Updated by Andrey Korolyov almost 11 years ago
Here you go, log was truncated before pool creation to avoid excessive gzip attachment.
Updated by Sage Weil almost 11 years ago
actually, no:
-5> 2013-07-16 12:43:08.632339 7ffe2d5a9700 15 filestore(/var/lib/ceph/osd/5) create_collection /var/lib/ceph/osd/5/current/7.0_head -4> 2013-07-16 12:43:08.632359 7ffe2d5a9700 10 filestore(/var/lib/ceph/osd/5) create_collection /var/lib/ceph/osd/5/current/7.0_head = -17 -3> 2013-07-16 12:43:08.632362 7ffe2d5a9700 0 filestore(/var/lib/ceph/osd/5) error (17) File exists not handled on operation 20 (6778010.0.1, or op 1, counting from 0) -2> 2013-07-16 12:43:08.632378 7ffe2d5a9700 0 filestore(/var/lib/ceph/osd/5) unexpected error code -1> 2013-07-16 12:43:08.632380 7ffe2d5a9700 0 filestore(/var/lib/ceph/osd/5) transaction dump: { "ops": [ { "op_num": 0, "op_name": "mkcoll", "collection": "7.0_head"}, { "op_num": 1, "op_name": "mkcoll", "collection": "7.0_head"}, { "op_num": 2, "op_name": "collection_setattr", "collection": "7.0_head", "name": "info", "length": 1},
the mkcoll is in there twice.
Updated by Sage Weil almost 11 years ago
- Status changed from Duplicate to 12
- Priority changed from High to Urgent
Updated by Sage Weil almost 11 years ago
Andrey, what version is the osd running? the sha1 in the log (43c453982c37a55defc5d9ffcfd8cf8a60755f24) is not in ceph.git
Updated by Andrey Korolyov almost 11 years ago
Please excuse me, I am horribly wrong - we`re using our own patch which is affecting collections too and it was a general cause for the current problem. By the way, may I ask to add some work with collection seperation via config tunable in the git? Same question was about a year ago and nobody implemented this yet in the mainline.

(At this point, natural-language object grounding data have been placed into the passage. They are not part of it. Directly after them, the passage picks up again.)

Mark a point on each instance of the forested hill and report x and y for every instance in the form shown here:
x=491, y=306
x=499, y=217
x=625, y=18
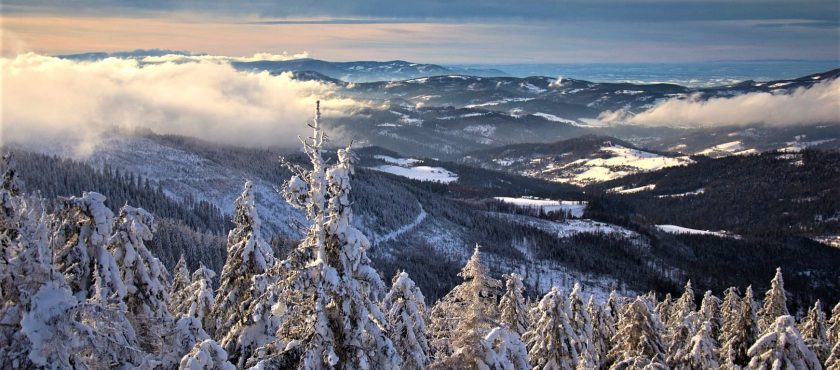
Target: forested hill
x=775, y=193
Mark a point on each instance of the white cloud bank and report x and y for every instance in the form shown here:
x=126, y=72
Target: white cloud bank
x=818, y=104
x=46, y=98
x=258, y=57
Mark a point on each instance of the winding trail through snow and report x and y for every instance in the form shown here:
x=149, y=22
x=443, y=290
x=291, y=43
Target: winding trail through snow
x=404, y=228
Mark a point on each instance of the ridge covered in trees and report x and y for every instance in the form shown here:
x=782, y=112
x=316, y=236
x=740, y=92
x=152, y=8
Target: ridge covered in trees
x=80, y=288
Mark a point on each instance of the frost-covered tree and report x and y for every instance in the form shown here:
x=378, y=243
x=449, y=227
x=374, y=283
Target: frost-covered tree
x=198, y=297
x=663, y=309
x=781, y=347
x=701, y=351
x=406, y=311
x=603, y=330
x=551, y=339
x=739, y=332
x=728, y=310
x=834, y=325
x=580, y=320
x=682, y=307
x=476, y=295
x=78, y=245
x=206, y=355
x=813, y=330
x=514, y=312
x=638, y=344
x=775, y=302
x=833, y=361
x=248, y=256
x=464, y=319
x=180, y=281
x=144, y=277
x=331, y=316
x=710, y=311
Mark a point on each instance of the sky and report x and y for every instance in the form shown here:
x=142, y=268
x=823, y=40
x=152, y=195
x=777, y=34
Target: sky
x=438, y=31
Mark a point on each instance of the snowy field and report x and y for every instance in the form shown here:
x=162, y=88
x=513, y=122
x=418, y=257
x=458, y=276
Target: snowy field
x=619, y=162
x=674, y=229
x=575, y=208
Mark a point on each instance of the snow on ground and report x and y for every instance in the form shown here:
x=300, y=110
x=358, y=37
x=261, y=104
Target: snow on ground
x=619, y=162
x=402, y=229
x=674, y=229
x=397, y=161
x=568, y=227
x=575, y=208
x=686, y=194
x=422, y=173
x=797, y=145
x=725, y=149
x=831, y=240
x=622, y=190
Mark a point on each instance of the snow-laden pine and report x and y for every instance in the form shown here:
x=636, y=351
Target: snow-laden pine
x=739, y=332
x=814, y=331
x=781, y=347
x=405, y=309
x=775, y=302
x=512, y=306
x=551, y=340
x=144, y=277
x=638, y=344
x=249, y=255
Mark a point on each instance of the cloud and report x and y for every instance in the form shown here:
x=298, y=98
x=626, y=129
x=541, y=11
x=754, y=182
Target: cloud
x=257, y=57
x=818, y=104
x=46, y=98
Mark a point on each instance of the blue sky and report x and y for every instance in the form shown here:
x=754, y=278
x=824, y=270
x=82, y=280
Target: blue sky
x=460, y=31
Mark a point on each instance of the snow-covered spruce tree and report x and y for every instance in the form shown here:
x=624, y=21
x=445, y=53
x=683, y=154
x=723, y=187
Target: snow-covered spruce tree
x=638, y=345
x=512, y=306
x=710, y=311
x=198, y=297
x=701, y=353
x=775, y=302
x=739, y=333
x=663, y=309
x=834, y=325
x=144, y=277
x=180, y=280
x=206, y=355
x=406, y=311
x=331, y=315
x=782, y=347
x=682, y=306
x=551, y=338
x=833, y=362
x=729, y=307
x=682, y=323
x=603, y=331
x=78, y=245
x=478, y=292
x=580, y=320
x=813, y=329
x=465, y=328
x=248, y=256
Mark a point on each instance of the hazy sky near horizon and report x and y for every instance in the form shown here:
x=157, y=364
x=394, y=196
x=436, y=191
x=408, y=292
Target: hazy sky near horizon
x=459, y=31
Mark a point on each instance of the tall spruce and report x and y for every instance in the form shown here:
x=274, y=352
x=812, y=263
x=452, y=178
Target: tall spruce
x=405, y=309
x=813, y=329
x=775, y=302
x=781, y=347
x=248, y=256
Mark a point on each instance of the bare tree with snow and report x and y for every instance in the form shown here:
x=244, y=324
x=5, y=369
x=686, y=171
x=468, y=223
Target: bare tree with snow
x=512, y=305
x=775, y=302
x=405, y=309
x=781, y=347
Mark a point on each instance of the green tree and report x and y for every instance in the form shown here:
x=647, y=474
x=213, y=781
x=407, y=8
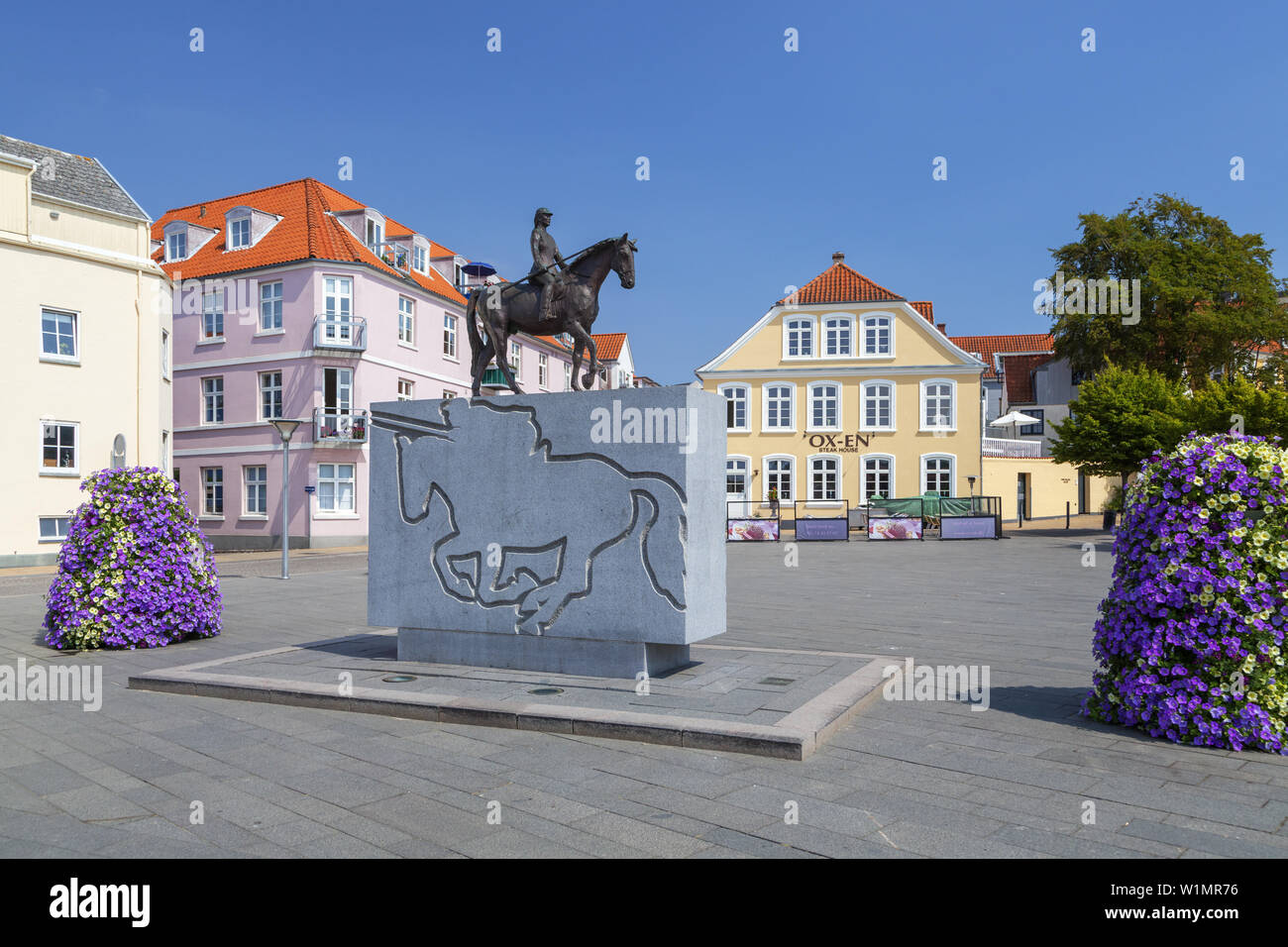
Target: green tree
x=1234, y=403
x=1120, y=418
x=1206, y=294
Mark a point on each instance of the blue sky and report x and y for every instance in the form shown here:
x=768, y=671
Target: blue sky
x=761, y=161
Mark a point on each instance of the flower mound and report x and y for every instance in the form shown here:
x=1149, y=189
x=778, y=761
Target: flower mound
x=134, y=570
x=1190, y=634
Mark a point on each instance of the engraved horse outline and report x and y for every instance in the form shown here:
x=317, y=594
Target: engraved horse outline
x=511, y=434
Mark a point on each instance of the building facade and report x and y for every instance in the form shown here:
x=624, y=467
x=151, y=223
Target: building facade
x=299, y=302
x=842, y=392
x=1024, y=375
x=89, y=371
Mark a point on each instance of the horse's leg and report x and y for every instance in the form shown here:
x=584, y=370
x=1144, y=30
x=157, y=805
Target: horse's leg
x=587, y=339
x=576, y=365
x=455, y=583
x=502, y=359
x=541, y=605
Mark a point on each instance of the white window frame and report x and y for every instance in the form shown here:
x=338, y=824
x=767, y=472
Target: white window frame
x=863, y=474
x=336, y=480
x=840, y=406
x=823, y=331
x=952, y=406
x=810, y=499
x=171, y=241
x=952, y=470
x=65, y=519
x=764, y=407
x=812, y=337
x=863, y=334
x=233, y=224
x=218, y=298
x=205, y=496
x=277, y=305
x=746, y=484
x=279, y=388
x=406, y=321
x=863, y=405
x=259, y=486
x=450, y=324
x=746, y=415
x=764, y=478
x=53, y=356
x=205, y=395
x=73, y=471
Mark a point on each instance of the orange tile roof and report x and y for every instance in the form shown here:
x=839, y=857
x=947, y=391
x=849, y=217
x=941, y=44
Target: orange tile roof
x=926, y=309
x=840, y=283
x=1018, y=376
x=608, y=346
x=990, y=346
x=308, y=230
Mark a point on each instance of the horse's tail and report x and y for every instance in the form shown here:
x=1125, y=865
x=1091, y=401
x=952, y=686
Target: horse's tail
x=664, y=536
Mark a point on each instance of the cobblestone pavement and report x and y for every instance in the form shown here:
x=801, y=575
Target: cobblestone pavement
x=902, y=780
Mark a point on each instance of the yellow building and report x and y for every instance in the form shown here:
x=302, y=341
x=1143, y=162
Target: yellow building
x=88, y=333
x=845, y=390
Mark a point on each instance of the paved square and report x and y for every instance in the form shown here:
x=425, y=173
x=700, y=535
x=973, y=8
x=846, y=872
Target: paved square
x=900, y=780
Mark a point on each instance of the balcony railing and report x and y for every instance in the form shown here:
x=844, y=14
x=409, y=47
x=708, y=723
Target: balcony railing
x=331, y=331
x=1006, y=447
x=339, y=427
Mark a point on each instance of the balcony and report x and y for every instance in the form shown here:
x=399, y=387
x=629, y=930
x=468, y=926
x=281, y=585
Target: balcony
x=331, y=331
x=331, y=425
x=1008, y=447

Updated by Sage Weil almost 11 years ago
- Status changed from 12 to Rejected
Andrey Korolyov wrote:
Please excuse me, I am horribly wrong - we`re using our own patch which is affecting collections too and it was a general cause for the current problem. By the way, may I ask to add some work with collection seperation via config tunable in the git? Same question was about a year ago and nobody implemented this yet in the mainline.
what do you mean by 'collection separation via config tunable'?
Updated by Andrey Korolyov almost 11 years ago
Sorry if it was unclear: dedicated parameter(s) for path of the omap and meta collections.